FROM COLONIZER TO COLONIZER
The Thao survivors enjoyed just a couple decades of relative stability until the Japanese colonial government began building a hydroelectric dam in Sun Moon Lake in 1919.
“Mangtu yaku kahiwan Zintun a sazum niwan tu palharutaw …” begins Kilash Lhkatafatu in his oral account, which is accompanied by a Chinese translation: “Before the water rose in Sun Moon Lake, I lived in Taringquan, a very beautiful village … there were fragrant flowers by the shore, and I could smell them in the early morning. When the devil’s pods would blossom, they smelled good too. If it was sunny in the morning, the lake would sparkle with gold.”
Before the hydroelectric plant was activated in 1934, the state-run electricity company forcefully purchased the land that would be flooded from the residents around the lake, and relocated them to higher ground. Kilash Lhkatafatu recalls that the community was offered two choices by the Japanese, but neither were appealing because the first option wouldn’t provide the community with enough firewood, and the second would relocate them close to the often unfriendly Bunun people.
Since the Han Chinese living in today’s Ita Thao area had been evacuated as well, the Japanese suggested that the Thao return there since it wouldn’t be flooded, and allowed them to use a swath of farmable land owned by the electricity company. The Thao accepted. The Japanese forbade Han Chinese to enter the area, and the remnants of Thao culture escaped assimilation.

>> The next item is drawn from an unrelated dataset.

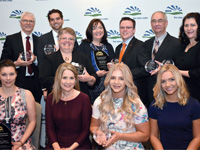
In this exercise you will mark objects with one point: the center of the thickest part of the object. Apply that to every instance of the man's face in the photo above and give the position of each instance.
(158, 24)
(56, 21)
(27, 24)
(126, 30)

However, things changed again when the KMT arrived. The official Sun Moon Lake government Web site describes the interactions as mostly positive, calling it then-president Chiang Kai-shek’s (蔣介石) favorite place to visit, where he brought many foreign dignitaries to relax and enjoy Thao music and dances. In 1949 he befriended Mao Hsin-hsiao (毛信孝), a young Thao man, and after being impressed by a Thao dance performance, sent a group to China to entertain the troops fighting the Communists.
Although Mao was not a chief, he became popular among KMT officials visiting the area, and according to the Web site he was able to use his influence to obtain land for his people to grow forests as well as to ask the government for electricity and permission to construct today’s Dehua Elementary School.
However, oral accounts tell a different story: since the Thao were living and farming on Japanese government land, it all became the property of the KMT after the Japanese defeat. Instead of allowing them to continue using the area, the state-run Taipower Co rented the land to the Thao. The Thao found this unfair because they were allowed to use parts of the land for free to compensate for the flooding of their previous village. Later, the land was transferred to the Nantou County Government to create an Aboriginal cultural center for tourism purposes, but this was soon abandoned due to mismanagement.
Long-classified as part of the Tsou people, the Thao began their cultural reawakening around 1998, when they began to petition the government for official recognition. They survived the massive Sept. 21, 1999 and, as last week’s events show, continue to reclaim their identity to this day.